= A Pleasant Ballad of Tobias =

English ballad

A Pleasant Ballad of Tobias is an English broadside ballad from the late 17th century. It is based on the story of Tobias from The Book of Tobit, one of the Apocrypha from the Dead Sea Scrolls. It tells the story of a young man, Tobias, who travels to Media to reclaim a debt from his father's friend, Gabael. He is accompanied by a guiding angel, Azarius. In the Book of Tobit, it is revealed that Azarius is actually the archangel Raphael. Azarius sets up a match between Tobias and Gabael's daughter, Sarah. Sarah has already had seven husbands, all of whom were killed by an evil spirit who is in love with her and won't allow any man to become her husband. Azarius uses the holy spirit to destroy the evil spirit's curse, and Sarah and Tobias are happily married. It is sung to a "pleasant new tune." Copies of the ballad can be found at the University of Glasgow library and the National Library of Scotland.

== Synopsis ==
In the first stanza, we are introduced to Tobit, an old blind man who only had one son with his wife named Anna. Tobit tells his son, Tobias, that he must go to Raguel's house in Media to recover ten talents that Tobit lent to Gabael many years ago. Tobias does not know the way, as he has never been to Media, so Azarius is called upon to guide him.

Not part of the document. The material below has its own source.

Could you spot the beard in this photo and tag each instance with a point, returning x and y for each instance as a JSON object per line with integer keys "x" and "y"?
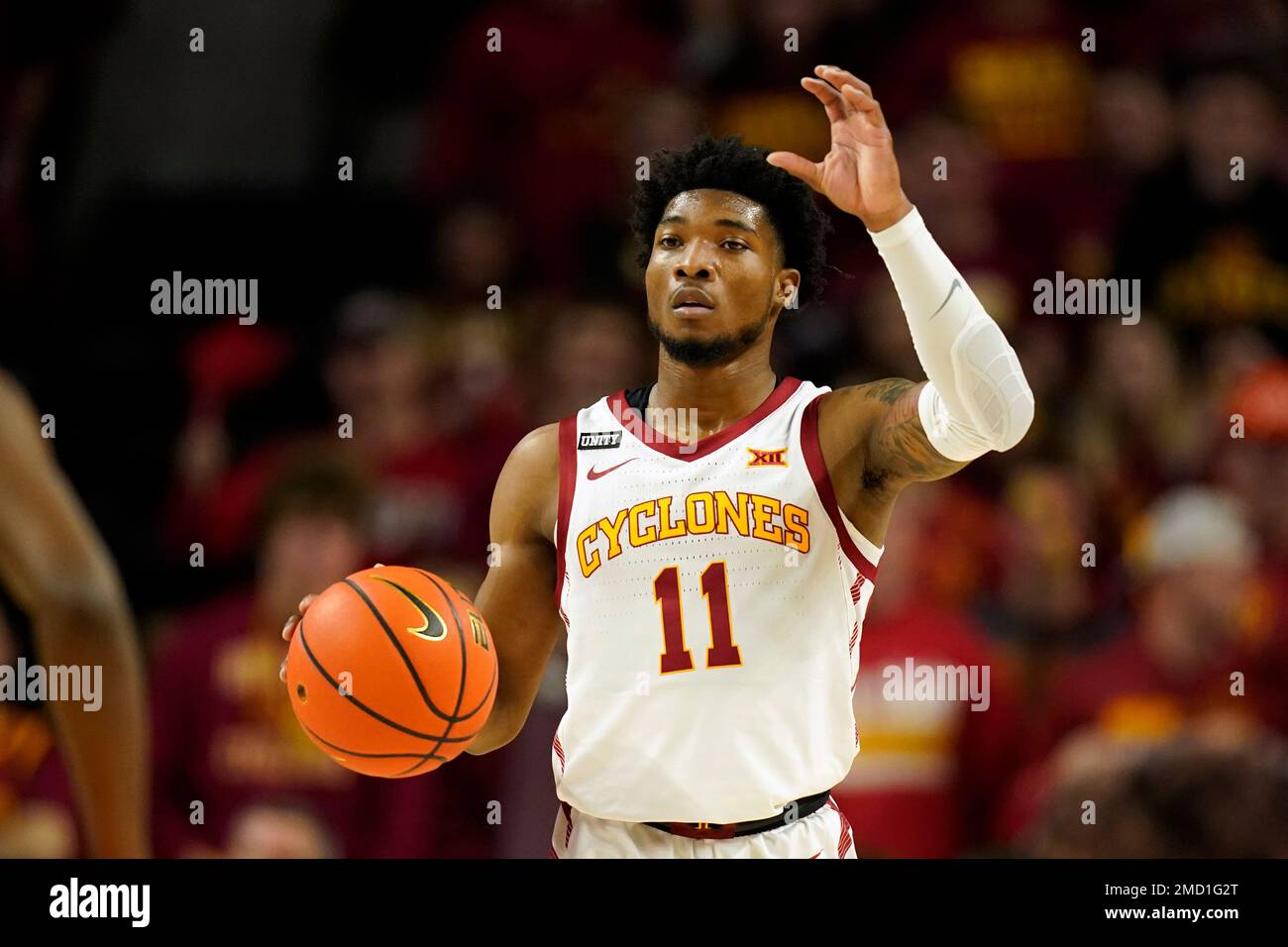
{"x": 703, "y": 354}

In the second stanza, they reach the Tigris river, where Tobias washes. He is scared by a giant fish that jumps out of the water. Azarius tells him to cut up the fish and to keep the liver, heart, and gall bladder, which will later be used as a cure. He then tells Tobias that Gabael has a daughter (Sarah) and that he will try to convince Gabael to allow Tobias and Sarah to marry. Tobias says he doesn't want to marry Sarah, as she has already had seven husbands, and all of them have been killed by an evil spirit. Azarius assures him that he will make a perfume that will dispel the spirit.

In the third stanza, the match between Tobias and Sarah is made and they are married. When Tobias goes up to the bridal chamber, Sarah is crying because she thinks he will be killed. Tobias burns the fish parts over a bed of coals and the spirit is forced out of the room. They lie in bed together, free of the evil spirit. Gabriel also thinks that Tobias will die in the night, and even digs a grave for him. When he sends his maid up to check on them, however, it turns out that everyone is fine. They celebrate with a feast and a fourteen-day bridal.

In the fourth stanza, we learn that Tobias' parents are grieving because they also believe that Tobias is dead. Anna is so distraught that she can't eat anything. After the fourteen-day bridal, Tobias and Sarah return home to Nineveh and greet his parents, who rejoice. Tobias rubs his father's eyes with the gall bladder of the fish and restores his eyesight.

=== Form ===
The ballad is written in four long stanzas (36 lines) of iambic tetrameter in an ABAB rhyme scheme.

== Cultural and historical significance ==
Tessa Watt uses A Pleasant Ballad of Tobias to show how "pagan" themes, including magic, remained popular for early modern audiences. She explains that the ballad summarizes only the narrative chapters of the Book of Tobit, highlighting the magic and downplaying the older Toby's relationship with God. According to Watt, the ballad continues the apocryphal tendency to meld superstition with Christian values. She also compares the story to Lady Isabel and the Elf Knight, linking the "Biblical" ballad to the magical "pagan" ballad. The ballad is also used in Peter Marshall and Alexandra Walsham's edited collection of essays aimed to understand how "the nature, existence, and activities of angels negotiated the religious, intellectual and cultural upheavals of the sixteenth and seventeenth centuries."